Html Agility Pack was given as the answer to a StackOverflow question some time ago
The Html Agility Pack is still an outstanding solution for parsing HTML.
is it still the best option?
Best? well that all depends on the task at hand, but generally I think so. There are occasions when it does fall short of being ideal, but generally it will do a great job.

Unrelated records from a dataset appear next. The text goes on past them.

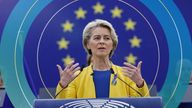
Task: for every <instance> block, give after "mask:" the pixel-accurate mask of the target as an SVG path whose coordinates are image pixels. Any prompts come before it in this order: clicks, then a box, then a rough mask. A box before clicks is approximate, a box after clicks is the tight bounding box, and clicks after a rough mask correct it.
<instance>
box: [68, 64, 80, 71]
mask: <svg viewBox="0 0 192 108" xmlns="http://www.w3.org/2000/svg"><path fill="white" fill-rule="evenodd" d="M77 66H79V63H75V64H74V65H72V66H71V67H70V68H69V70H70V71H73V70H74V69H75V68H76V67H77Z"/></svg>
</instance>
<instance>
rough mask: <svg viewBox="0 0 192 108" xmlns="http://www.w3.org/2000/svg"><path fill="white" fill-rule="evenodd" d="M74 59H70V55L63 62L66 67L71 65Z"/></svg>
mask: <svg viewBox="0 0 192 108" xmlns="http://www.w3.org/2000/svg"><path fill="white" fill-rule="evenodd" d="M73 60H74V59H73V58H71V57H70V55H67V57H65V58H63V59H62V61H63V62H64V65H65V66H67V65H68V64H70V63H71V62H72V61H73Z"/></svg>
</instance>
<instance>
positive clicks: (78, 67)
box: [72, 67, 81, 78]
mask: <svg viewBox="0 0 192 108" xmlns="http://www.w3.org/2000/svg"><path fill="white" fill-rule="evenodd" d="M80 73H81V71H80V67H77V68H75V69H74V72H73V76H72V77H73V78H75V77H77V76H78V75H79V74H80Z"/></svg>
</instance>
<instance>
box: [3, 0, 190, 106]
mask: <svg viewBox="0 0 192 108" xmlns="http://www.w3.org/2000/svg"><path fill="white" fill-rule="evenodd" d="M109 3H110V5H109ZM190 3H191V2H190V1H182V0H175V1H169V2H168V1H143V0H141V1H132V0H130V1H123V0H93V1H90V0H73V1H71V0H62V1H60V0H54V1H52V0H44V1H35V0H31V1H25V0H21V1H16V0H13V1H0V10H1V11H0V12H1V13H0V20H1V21H0V36H1V37H0V39H1V46H0V69H1V71H2V75H3V80H4V82H5V87H6V90H7V93H8V95H9V97H10V100H11V101H12V103H13V104H14V106H15V107H21V105H22V106H25V107H31V106H32V103H33V99H35V98H37V96H38V92H39V89H40V88H52V87H56V86H57V83H58V81H59V73H58V71H57V67H56V64H60V65H63V66H65V65H66V64H67V63H69V62H70V61H71V60H72V59H74V60H75V61H76V62H79V63H80V65H81V66H82V65H85V64H86V52H85V51H84V49H83V45H82V31H83V29H84V27H85V25H86V24H87V23H88V22H90V21H92V20H95V19H105V20H108V21H109V22H111V23H112V25H113V26H114V28H115V30H116V32H117V35H118V39H119V44H118V47H117V50H116V51H115V53H114V55H113V57H112V61H113V63H114V64H117V65H120V66H121V65H123V62H130V63H132V64H134V65H137V63H138V62H139V61H143V64H142V76H143V77H144V79H145V80H146V82H147V83H148V84H149V85H152V86H153V85H156V86H157V91H158V93H159V95H160V96H162V97H163V99H164V100H163V102H164V106H165V107H174V106H177V105H178V103H179V102H176V101H175V100H174V99H175V97H177V98H178V99H177V100H179V101H180V100H181V99H182V96H183V94H184V91H185V89H186V86H180V84H181V83H183V82H187V81H189V77H188V76H189V75H190V71H189V70H190V69H191V66H190V64H191V61H192V56H191V54H192V50H191V48H192V47H191V36H190V33H192V29H191V28H192V23H191V22H190V19H192V15H191V14H189V12H188V10H189V7H190V6H189V4H190ZM186 68H187V69H188V70H186ZM184 69H185V70H184ZM182 81H183V82H182ZM170 84H171V86H170ZM168 91H169V92H168ZM47 92H49V91H47ZM179 92H183V94H182V93H180V94H179ZM18 97H20V100H17V99H16V98H18ZM174 103H176V104H174Z"/></svg>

Is there something more lightweight?
You could try this: http://csharptest.net/browse/src/Library/Html/
It's nothing more than a hand-full of source files that pick apart HTML/XML via Regex. It supports a light-weight DOM and XPath but not much else. (help contents)
[Example]
public void TestParse() {
string notxml = "<html id=a ><body foo='bar' bar=\"foo\" />";
var html = new HtmlLightDocument(notxml).Root;
Assert.AreEqual("html", html.TagName);
Assert.AreEqual(1, html.Attributes.Count);
Assert.AreEqual("a", html.Attributes["id"]);
Assert.AreEqual(1, html.Children.Count);
}
Alternatively you can use the parser directly instead of building a DOM tree. Just implement the IXmlLightReader interface, and call the static XmlLightParser.Parse method.
PS: It was written to solve an in-house debate: that Regex can parse HTML! Since then we have actually found many uses for it since it is lightweight enough to embed anywhere. There are still ways to confuse the DOM heirarchy builder, but I haven't found any HTML the parser won't handle.
I have used this before, pretty easy-to-flow api. I think in C#/.Net domain, this is a very good choice.
There is a java library here. Looks pretty good even though I don't have personal experience.
best is a very relative term, for your question, i imagine you are searching for a reliable tool, so i think this feature should be taken into consideration.
I would look for the support and strength of the company that provides the tool.
It's a horrible feeling when you try to contact support for any tool that uses and the answer is, this company no longer exists.
As HAP is maintained by the developer community, I would rather trust her.
If you are prepared to look outside the .NET
world,
the Python
SO community recommends Beautiful Soup,
for example html-parser-in-python.
Beautiful Soup is a Python HTML/XML parser designed for quick turnaround projects like screen-scraping.